I started my blog three years ago, back in the summer of 69 (#joke, it was 2012). I don’t know why anyone started to read it and I still don’t really think anyone does (although my google analytics tell me otherwise). Now, it has grown and developed and I make a living from it. It’s a business and a passion and it allows me more time to blog, attend press launches and carry out interviews. This is why it upsets me when people say negative things about the blogging world. Blogs are actually becoming the future.
A theatre director (currently with a show in the West End) once said to me “I don’t invite bloggers like you to my shows because you aren’t worth the free wine I have to give out for the five people that might read your review”. I was flattered that he assumed five people cared about what I write but in reality he was shooting himself in the foot with that small minded way of thinking and will be losing out on a lot of potential press coverage with bloggers.

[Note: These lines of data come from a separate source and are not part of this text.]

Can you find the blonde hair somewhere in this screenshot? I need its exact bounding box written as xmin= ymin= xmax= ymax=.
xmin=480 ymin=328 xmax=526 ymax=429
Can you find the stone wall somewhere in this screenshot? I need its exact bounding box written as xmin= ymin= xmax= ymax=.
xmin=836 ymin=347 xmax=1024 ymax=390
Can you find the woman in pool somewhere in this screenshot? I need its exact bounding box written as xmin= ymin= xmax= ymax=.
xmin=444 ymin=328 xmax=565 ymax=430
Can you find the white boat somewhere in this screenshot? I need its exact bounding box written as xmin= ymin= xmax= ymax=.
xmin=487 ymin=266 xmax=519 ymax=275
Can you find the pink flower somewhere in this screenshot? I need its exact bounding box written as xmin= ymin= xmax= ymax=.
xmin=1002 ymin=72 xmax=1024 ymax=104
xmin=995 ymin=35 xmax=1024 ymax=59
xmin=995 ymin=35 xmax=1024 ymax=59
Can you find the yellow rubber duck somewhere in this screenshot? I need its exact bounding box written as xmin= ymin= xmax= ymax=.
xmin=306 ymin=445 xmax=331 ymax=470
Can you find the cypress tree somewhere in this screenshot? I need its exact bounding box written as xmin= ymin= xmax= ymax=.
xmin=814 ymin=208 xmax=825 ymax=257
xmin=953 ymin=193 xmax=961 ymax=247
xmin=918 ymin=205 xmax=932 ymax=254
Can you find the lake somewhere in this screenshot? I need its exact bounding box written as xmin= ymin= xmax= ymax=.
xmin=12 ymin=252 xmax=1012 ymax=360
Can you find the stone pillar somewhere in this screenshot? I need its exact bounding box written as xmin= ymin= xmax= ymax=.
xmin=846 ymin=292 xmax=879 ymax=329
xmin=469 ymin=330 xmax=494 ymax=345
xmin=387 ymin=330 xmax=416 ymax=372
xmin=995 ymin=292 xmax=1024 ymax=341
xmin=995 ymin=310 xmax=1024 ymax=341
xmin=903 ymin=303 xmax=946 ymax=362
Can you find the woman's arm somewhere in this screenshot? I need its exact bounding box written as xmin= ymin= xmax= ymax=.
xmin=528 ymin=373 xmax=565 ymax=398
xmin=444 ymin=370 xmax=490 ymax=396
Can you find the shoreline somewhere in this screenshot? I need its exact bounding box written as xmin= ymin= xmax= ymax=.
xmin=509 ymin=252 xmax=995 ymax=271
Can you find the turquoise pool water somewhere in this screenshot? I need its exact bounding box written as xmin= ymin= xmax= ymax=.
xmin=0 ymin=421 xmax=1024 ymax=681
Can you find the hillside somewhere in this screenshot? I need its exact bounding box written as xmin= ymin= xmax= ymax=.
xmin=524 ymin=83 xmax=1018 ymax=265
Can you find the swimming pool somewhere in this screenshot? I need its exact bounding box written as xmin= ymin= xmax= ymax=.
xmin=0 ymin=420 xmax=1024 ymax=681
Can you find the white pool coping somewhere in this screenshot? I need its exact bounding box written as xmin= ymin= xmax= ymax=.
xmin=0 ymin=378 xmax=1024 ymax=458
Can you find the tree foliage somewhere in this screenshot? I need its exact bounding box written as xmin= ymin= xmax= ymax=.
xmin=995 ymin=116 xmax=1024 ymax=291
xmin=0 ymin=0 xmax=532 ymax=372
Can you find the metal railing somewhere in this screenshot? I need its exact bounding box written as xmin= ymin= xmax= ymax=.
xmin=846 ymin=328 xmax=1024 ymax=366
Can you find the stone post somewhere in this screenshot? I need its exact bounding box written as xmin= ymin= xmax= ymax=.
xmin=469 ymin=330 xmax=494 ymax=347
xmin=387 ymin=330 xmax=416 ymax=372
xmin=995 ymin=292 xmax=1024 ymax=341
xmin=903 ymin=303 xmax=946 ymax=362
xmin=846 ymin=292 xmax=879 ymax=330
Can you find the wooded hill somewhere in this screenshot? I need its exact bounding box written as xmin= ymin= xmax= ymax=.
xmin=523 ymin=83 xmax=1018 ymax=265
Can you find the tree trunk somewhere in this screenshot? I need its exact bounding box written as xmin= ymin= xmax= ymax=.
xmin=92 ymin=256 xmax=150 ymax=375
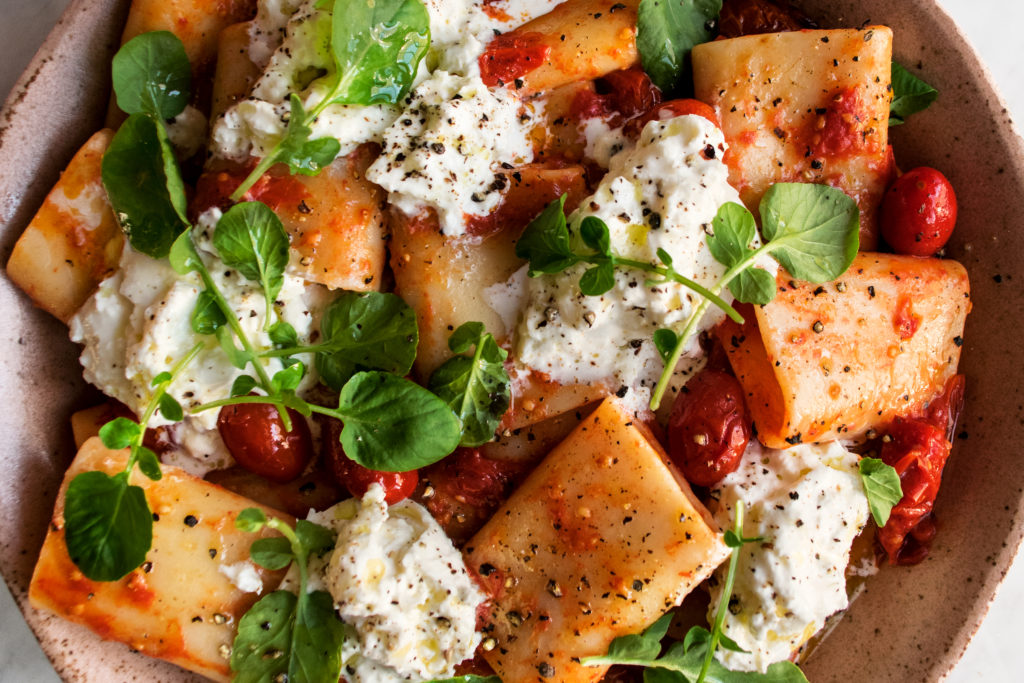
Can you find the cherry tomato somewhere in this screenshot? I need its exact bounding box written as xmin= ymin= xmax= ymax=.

Mark Shenton, who yesterday published an article about critics who reviewed Hamlet after its first preview (instead of waiting for the official press night) said:
“No fewer than three major national papers broke the usual respect for embargoes on reviewing before the press night and behaved like bloggers, filing reviews straight after the first preview”.

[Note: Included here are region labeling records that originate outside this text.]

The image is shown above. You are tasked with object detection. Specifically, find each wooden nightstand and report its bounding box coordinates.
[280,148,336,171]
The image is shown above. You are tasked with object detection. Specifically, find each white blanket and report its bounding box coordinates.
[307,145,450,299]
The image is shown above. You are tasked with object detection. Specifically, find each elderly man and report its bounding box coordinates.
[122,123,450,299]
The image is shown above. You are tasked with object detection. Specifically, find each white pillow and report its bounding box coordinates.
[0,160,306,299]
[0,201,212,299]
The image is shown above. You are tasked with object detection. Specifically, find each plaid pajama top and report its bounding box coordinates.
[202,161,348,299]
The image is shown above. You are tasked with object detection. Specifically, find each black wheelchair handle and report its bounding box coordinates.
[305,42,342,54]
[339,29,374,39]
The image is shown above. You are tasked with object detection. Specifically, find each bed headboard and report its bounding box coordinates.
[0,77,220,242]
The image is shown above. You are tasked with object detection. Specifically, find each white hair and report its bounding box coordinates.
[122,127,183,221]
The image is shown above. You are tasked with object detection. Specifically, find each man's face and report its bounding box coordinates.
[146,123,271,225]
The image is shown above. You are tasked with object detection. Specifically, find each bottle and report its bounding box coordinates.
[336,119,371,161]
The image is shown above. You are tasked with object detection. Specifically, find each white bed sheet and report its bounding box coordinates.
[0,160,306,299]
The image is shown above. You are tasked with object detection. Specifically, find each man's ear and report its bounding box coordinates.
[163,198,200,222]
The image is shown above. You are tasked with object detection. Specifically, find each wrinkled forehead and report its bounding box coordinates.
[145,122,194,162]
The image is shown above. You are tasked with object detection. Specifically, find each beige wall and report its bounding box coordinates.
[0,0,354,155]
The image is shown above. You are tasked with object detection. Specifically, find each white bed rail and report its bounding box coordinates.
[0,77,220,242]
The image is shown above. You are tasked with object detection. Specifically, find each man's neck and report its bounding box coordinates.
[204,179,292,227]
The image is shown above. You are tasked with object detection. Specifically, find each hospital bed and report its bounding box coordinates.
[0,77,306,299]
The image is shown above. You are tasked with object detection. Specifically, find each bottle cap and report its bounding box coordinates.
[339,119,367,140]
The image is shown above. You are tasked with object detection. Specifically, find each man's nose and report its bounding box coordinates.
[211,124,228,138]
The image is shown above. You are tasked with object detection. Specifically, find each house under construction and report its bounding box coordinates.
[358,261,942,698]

After a twitter storm of unhappy comments from rule abiding bloggers, the line was amended to ‘some’ bloggers. However still making a point that bloggers are seen as a lower class to the official critics.
The power of blogging is growing and it isn’t showing any signs of slowing down. The Theatre Royal Newcastle recently told me:
“We don’t generally offer review tickets to online publications, as we find so many of our ticket-buying audience review on their own websites or blogs anyway.”

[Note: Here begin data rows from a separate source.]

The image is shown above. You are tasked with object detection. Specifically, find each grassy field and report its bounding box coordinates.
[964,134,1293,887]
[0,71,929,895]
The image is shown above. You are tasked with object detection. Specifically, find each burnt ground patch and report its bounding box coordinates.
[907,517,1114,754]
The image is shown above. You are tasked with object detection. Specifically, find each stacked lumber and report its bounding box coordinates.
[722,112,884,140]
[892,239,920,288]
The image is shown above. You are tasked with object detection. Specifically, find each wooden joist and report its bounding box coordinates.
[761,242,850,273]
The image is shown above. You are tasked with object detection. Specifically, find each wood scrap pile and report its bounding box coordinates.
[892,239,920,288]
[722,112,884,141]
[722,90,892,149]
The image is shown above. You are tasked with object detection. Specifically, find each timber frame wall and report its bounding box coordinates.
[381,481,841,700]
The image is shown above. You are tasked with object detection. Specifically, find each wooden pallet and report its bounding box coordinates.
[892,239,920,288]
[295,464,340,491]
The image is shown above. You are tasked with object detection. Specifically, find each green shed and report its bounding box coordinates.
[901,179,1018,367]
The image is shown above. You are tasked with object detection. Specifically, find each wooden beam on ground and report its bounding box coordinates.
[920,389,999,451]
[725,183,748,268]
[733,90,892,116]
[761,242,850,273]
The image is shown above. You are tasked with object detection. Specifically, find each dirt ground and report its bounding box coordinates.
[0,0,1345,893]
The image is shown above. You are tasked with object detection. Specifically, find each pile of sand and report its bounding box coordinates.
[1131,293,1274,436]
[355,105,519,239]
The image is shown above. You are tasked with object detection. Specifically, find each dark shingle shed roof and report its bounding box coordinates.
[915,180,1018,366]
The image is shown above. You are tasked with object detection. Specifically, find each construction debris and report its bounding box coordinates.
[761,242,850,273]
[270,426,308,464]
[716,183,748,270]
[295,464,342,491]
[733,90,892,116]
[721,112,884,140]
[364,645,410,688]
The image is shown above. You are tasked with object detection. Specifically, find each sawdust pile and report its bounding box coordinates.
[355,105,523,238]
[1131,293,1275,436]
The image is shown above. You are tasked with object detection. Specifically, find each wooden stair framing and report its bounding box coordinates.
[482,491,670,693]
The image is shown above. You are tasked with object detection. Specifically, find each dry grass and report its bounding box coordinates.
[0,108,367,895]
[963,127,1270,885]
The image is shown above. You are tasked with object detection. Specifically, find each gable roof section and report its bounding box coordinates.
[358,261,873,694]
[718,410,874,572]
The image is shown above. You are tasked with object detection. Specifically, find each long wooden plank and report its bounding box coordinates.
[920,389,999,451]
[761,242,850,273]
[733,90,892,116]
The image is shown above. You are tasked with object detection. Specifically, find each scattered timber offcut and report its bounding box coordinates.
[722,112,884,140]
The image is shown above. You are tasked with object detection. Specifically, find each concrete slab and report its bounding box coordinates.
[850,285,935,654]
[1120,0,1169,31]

It’s great to hear that they don’t feel the need to invite online bloggers to review their shows as so many are doing it themselves anyway (although I do think their strategy is wrong as some bloggers can get much more coverage than others do and these should be selected to invited in for press nights). Either way, they seem happy with the coverage they receive from bloggers which is great to hear.
Everybody has to start somewhere. And to be honest whether you have studied journalism and worked for a major newspaper or just started blogging in your bedroom it doesn’t matter. What we have to remember is we all have a passion for theatre. And if you write reviews and people read them on your blog (or they don’t), who is it hurting? The critics perhaps as they are losing their jobs with national press and maybe blaming the blogging revolution.
Embrace the change I say. The world is changing and so change with it. Don’t fight it. Bloggers, Critics and everything in between. We are creative human beings doing something we love. How marvellous!